One Step Up and One Step Back
A scramjet prototype was successfully tested in Australia yesterday, The HyShot III was carried aloft on a Terrier-Orion rocket launched from the Woomera Rocket Range in the South Australian outback. The scramjet reached a maximum altitude of 315 kilometers. Speed was projected to be about 4,970mph. The HyShot program is developing the scramjet and plans another launch on March 28th. Future applications could be in hyper-sonic passenger craft that could travel from Australia to Great Britain in under two hours instead of the current 20 hours. The technology may also be useful for reaching orbit.

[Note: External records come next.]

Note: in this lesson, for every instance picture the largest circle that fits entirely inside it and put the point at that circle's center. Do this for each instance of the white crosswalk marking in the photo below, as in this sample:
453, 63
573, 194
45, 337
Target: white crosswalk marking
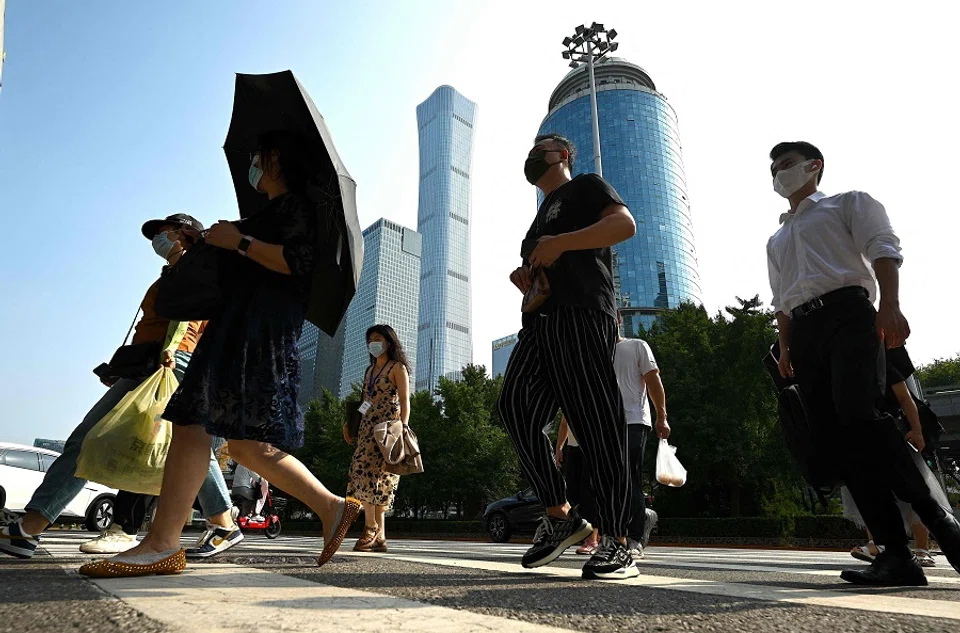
657, 569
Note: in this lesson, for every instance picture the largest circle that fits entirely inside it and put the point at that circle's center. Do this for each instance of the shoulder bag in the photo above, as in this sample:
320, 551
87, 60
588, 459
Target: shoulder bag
135, 361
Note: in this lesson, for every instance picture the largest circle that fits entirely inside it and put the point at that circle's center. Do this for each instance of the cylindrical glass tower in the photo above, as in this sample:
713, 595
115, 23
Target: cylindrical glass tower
640, 147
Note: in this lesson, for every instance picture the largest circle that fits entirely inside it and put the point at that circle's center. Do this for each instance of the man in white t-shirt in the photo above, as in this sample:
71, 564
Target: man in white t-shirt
639, 377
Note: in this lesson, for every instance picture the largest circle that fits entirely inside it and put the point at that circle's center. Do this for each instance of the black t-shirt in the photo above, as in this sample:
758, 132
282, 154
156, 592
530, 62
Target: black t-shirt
578, 278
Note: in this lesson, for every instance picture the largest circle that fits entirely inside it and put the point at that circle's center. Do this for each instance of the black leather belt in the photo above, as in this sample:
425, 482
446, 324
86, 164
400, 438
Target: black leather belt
843, 294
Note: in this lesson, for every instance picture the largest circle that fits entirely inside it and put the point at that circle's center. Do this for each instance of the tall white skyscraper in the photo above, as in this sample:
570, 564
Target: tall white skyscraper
445, 345
388, 292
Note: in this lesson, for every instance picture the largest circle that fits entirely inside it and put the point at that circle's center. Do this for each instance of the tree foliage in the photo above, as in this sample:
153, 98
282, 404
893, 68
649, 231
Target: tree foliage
723, 410
943, 372
468, 459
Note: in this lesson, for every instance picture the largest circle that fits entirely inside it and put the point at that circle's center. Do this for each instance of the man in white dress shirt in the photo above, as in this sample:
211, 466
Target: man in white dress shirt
825, 263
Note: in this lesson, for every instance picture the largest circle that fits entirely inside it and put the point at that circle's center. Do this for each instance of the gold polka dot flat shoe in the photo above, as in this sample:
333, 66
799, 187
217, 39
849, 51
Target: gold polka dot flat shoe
159, 564
346, 515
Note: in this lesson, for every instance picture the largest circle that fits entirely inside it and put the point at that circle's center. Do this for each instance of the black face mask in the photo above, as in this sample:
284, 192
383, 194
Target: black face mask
536, 166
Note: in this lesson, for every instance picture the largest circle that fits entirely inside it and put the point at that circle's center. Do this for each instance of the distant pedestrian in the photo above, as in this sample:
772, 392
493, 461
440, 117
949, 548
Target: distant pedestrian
898, 401
243, 381
639, 379
825, 263
564, 357
386, 398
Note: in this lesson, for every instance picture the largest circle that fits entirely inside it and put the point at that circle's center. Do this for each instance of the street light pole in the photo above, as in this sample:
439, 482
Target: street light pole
597, 161
589, 45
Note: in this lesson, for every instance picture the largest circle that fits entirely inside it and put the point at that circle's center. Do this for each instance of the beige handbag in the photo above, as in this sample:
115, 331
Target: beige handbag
400, 447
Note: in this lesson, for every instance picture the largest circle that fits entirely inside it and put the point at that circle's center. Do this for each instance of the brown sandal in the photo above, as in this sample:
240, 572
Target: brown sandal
368, 540
345, 518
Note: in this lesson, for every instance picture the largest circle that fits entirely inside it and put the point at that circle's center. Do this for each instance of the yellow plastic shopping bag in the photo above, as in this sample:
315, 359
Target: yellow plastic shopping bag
127, 449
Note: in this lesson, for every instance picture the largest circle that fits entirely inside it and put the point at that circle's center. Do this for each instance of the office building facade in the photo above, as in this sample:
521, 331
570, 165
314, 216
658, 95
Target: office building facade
388, 292
641, 151
446, 123
321, 357
502, 348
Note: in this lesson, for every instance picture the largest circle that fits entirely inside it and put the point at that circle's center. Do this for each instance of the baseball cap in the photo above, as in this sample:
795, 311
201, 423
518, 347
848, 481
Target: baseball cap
150, 227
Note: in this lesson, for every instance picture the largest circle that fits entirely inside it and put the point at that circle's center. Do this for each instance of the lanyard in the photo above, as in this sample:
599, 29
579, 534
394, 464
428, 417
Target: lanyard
373, 379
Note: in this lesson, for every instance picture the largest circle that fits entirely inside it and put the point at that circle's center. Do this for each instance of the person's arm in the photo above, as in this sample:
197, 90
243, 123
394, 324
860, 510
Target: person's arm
562, 438
875, 239
401, 379
655, 388
614, 226
904, 397
891, 324
783, 336
175, 333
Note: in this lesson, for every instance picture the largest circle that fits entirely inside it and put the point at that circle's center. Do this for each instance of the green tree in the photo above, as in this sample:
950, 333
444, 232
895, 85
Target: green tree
943, 372
724, 413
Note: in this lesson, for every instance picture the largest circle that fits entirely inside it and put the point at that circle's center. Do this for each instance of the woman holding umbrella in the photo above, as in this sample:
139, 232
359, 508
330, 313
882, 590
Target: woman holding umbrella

Meanwhile, in the US, or actually from Kwajalein Atoll in the Marshall Islands, the launch of the SpaceX Falcon I did not go well. While the initial launch went according to plan, the vehicle was lost. The company has not released details as of this writing. IT may have been a range safety destruct, but nobody is sure yet. The Falcon I is a "traditional" liquid fueled, multi-stage booster, but is privately owned rather than a government program.
So, we are at least one step closer to Heinlein’s predicted "semi-ballistics", but no closer to a successful private rocket company yet. Where’s D. D. Harriman when you need him?






By Mike's America, Saturday, 25 March , 2006 @ 12:24 pm
The History Channel keeps running these UFO programs. One of which described a jet contrail similar to a scramjet that was recorded by a sattelite streaking across the U.S.
The contention of some is that we already are developing this technology in secret.
By Gauis Arbo, Saturday, 25 March , 2006 @ 12:32 pm
That would be OK with me! But I really like the privatization of the space industry that appears to be developing. We’ve been badly under-funding NASA for many years now. They’re talking about getting a man back on the moon around 2018 - FIFTY YEARS after the first man. That’s a bit of a gap.